Vector Sinks
Vector database connectors for embedding search (LanceDB, Pinecone, Weaviate, Qdrant, pgvector).
Krishiv ships five vector-store sinks. They share a common interface so you can swap targets without changing pipeline code.
Common interface
| Method | Purpose |
|---|---|
upsert_batch(batch) | Write a batch of points (id, vector, payload). |
query_nearest(vector, k) -> Vec<ScoredChunk> | k-NN search.
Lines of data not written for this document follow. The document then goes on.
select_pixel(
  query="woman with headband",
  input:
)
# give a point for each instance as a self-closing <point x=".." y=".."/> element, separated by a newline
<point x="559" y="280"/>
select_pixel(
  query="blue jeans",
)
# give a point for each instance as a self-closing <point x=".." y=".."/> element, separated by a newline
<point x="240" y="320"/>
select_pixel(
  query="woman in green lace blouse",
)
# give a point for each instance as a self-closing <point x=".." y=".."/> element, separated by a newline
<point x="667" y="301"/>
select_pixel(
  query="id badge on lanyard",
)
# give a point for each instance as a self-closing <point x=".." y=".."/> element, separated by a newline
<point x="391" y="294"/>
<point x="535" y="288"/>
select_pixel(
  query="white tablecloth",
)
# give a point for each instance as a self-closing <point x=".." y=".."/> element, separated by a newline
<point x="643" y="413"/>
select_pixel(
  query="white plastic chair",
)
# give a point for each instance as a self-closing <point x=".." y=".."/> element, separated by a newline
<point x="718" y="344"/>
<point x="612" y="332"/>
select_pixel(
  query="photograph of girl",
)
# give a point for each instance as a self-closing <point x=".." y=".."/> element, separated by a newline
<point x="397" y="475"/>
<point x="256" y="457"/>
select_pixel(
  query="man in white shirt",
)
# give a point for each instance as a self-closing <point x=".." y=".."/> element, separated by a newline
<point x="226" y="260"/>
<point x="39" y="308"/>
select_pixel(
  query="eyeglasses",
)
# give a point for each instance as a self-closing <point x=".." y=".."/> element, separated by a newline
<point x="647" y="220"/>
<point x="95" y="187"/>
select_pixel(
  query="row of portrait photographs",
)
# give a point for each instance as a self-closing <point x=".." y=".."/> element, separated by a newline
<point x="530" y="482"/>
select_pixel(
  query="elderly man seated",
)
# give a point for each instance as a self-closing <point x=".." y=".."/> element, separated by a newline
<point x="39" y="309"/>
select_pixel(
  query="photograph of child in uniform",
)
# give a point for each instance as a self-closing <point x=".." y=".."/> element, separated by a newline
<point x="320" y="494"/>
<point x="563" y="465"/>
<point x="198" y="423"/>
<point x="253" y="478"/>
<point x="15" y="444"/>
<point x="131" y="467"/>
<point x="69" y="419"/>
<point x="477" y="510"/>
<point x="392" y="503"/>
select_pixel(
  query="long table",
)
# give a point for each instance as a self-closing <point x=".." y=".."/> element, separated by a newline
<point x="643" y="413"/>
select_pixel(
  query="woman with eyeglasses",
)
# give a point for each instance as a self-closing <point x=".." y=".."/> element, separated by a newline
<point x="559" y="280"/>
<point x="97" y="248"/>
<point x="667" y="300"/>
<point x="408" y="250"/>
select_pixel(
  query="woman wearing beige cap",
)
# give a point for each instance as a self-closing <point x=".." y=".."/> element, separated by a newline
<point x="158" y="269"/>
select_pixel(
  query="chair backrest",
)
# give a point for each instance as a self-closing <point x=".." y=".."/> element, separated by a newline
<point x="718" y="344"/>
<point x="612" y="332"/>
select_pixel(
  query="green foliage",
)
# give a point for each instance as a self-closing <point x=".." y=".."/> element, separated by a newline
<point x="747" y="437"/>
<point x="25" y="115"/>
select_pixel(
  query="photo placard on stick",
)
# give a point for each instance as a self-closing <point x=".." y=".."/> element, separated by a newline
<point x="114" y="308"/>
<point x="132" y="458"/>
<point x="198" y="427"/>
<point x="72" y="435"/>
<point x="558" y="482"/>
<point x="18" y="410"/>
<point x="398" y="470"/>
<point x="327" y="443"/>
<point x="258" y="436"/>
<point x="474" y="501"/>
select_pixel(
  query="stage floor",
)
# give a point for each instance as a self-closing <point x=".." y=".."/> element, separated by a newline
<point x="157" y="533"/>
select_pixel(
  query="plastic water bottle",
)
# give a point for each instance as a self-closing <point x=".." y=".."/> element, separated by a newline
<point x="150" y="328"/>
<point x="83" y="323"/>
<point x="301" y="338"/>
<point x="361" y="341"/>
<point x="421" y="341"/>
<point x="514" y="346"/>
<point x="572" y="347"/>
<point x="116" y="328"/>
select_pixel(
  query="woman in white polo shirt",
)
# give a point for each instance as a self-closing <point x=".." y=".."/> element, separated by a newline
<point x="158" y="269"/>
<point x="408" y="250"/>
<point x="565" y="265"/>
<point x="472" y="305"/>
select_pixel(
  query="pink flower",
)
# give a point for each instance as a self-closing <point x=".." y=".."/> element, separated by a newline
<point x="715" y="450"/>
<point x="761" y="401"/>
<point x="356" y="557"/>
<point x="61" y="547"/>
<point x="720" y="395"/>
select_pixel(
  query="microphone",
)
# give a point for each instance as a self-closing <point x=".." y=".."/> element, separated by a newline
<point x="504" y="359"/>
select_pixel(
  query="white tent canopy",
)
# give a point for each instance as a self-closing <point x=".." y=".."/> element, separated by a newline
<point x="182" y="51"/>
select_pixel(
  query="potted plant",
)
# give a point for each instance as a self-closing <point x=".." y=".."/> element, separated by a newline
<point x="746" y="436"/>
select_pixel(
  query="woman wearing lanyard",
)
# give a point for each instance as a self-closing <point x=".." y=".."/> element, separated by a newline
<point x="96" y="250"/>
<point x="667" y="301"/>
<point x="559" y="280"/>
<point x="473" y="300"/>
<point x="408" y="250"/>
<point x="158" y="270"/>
Returns scored chunks with payload. |
delete_by_ids(ids) | Delete by id. |
sink_name() -> &'static str | For metrics labels and CLI output. |
Backends
| Backend | Feature | Status |
|---|---|---|
| Backend | Feature | Status |
InMemoryVectorSink | (always) | Preview — for tests and prototypes. |
LanceDbSink::open(path, table) | vector-sinks | Preview — local file-backed. |
PgvectorSink::connect(conn_str, table) | vector-sinks + pgvector | Experimental. |
QdrantSink::connect(url, collection) | vector-sinks + qdrant | Experimental. |
PineconeSink::new(api_key, index) | vector-sinks | Preview. |
WeaviateSink::connect(url, class) | vector-sinks | Preview. |
Data shape
All sinks expect a RecordBatch with at least:
| Column | Type |
|---|---|
id | utf8 or int64 |
vector | list<float32> (or fixed-size list) |
payload | struct<…> — backend-specific fields |
Schema validation is the caller's responsibility; point_id_from_doc_epoch is a helper that turns a timestamped id into a deterministic u64.
Python
import krishiv as ks
session = ks.Session.embedded()
sink = ks.LanceDbSink.open("./vectors", "embeddings")
session.sql("SELECT id, vector, payload FROM embeddings")
.write_stream()
.format("vector")
.option("sink", sink)
.start()